Forty-eight SD rats were randomly divided into control, model, EA and inhibitor groups (n=12 in each group). The CFS model was established by multi-factor compound stress stimulation method. Rats of the EA group received EA (50 Hz, 1 mA) at “Baihui” (GV20), Emotional Area I and bilateral Sensory Area for 30 min, once daily for 15 days. For rats in the inhibitor group, pyrrolidine dithiocarbamate (100 mg·kg-1·d-1) was injected intraperitoneally, once a day for 15 days. Learning and memory ability was evaluated by Morris water maze test. HE staining was used to observe the morphology of hippocampus. Western blot was used to determine the expression level of NF-κB p65 in hippocampus.

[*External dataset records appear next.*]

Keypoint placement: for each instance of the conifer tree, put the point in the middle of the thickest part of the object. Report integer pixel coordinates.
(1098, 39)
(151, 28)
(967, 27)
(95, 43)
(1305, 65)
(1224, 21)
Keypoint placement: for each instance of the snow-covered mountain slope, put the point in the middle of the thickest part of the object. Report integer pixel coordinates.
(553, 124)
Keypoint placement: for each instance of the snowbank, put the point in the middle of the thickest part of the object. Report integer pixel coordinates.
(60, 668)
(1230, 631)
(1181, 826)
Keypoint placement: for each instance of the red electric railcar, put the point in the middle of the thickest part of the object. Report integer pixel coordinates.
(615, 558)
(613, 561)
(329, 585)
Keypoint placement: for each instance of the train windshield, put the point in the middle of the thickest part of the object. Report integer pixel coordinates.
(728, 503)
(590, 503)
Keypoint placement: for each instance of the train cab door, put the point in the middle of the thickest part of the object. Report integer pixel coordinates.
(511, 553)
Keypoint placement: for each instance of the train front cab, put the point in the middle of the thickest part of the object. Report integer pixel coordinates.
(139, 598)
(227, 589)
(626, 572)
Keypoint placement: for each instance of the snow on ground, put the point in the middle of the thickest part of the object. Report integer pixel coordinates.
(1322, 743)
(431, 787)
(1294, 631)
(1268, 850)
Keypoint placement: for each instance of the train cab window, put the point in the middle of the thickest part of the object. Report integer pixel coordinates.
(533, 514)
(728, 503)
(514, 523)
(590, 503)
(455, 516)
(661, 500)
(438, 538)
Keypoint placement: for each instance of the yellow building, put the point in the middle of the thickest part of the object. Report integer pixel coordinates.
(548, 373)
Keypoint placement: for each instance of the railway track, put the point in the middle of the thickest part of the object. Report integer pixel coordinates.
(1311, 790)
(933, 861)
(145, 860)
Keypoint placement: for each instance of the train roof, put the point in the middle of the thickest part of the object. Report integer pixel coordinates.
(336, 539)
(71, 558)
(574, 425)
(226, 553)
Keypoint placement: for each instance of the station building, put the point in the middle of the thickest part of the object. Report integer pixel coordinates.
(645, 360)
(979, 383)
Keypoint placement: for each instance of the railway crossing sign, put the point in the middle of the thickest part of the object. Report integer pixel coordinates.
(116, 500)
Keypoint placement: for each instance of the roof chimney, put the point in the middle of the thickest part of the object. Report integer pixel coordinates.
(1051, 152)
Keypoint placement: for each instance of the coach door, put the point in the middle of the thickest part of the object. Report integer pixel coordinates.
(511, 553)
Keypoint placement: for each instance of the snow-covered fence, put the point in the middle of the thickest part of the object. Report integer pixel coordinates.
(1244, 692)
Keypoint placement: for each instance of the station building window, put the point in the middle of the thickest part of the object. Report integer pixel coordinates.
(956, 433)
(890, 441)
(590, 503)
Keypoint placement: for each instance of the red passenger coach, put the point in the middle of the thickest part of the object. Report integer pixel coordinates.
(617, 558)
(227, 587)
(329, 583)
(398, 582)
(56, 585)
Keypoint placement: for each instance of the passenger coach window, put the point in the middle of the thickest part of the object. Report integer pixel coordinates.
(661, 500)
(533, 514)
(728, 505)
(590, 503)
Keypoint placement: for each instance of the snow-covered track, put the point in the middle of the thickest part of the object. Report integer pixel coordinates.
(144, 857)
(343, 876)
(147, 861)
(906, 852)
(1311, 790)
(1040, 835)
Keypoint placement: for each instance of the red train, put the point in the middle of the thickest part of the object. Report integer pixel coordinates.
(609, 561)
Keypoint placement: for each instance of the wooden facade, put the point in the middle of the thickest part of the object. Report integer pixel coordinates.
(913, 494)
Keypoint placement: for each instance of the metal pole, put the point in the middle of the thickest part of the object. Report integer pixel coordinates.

Results: After mode-ling, the general status score was increased （P<0.01）, the escape latency was prolonged(P<0.01), the times of crossing the platform was decreased(P<0.01), and the expression level of NF-κB p65 in hippocampus tissue was significantly increased (P<0.05) in the model group compared with the control group. Compared with the model group, the general status score was decreased （P<0.01）, the escape latency was shortened(P<0.01), the times of crossing the platform was increased(P<0.01), and the expression level of NF-κB p65 in hippocampus tissue was significantly decreased (P<0.05) in the EA and inhibitor groups. HE staining showed that in the model group, the hippocampal nerve cells were arranged disorderly, the structure was loose, and the number of apoptotic bodies and inflammatory cells was significantly increased. The degree of tissue damage of the EA and inhibitor groups was milder than that of the model group.
Conclusion: EA can improve the cognitive function in CFS rats, which may be associated with its effect in inhibiting the expression of NF-κB and reducing the inflammation response in hippocampus.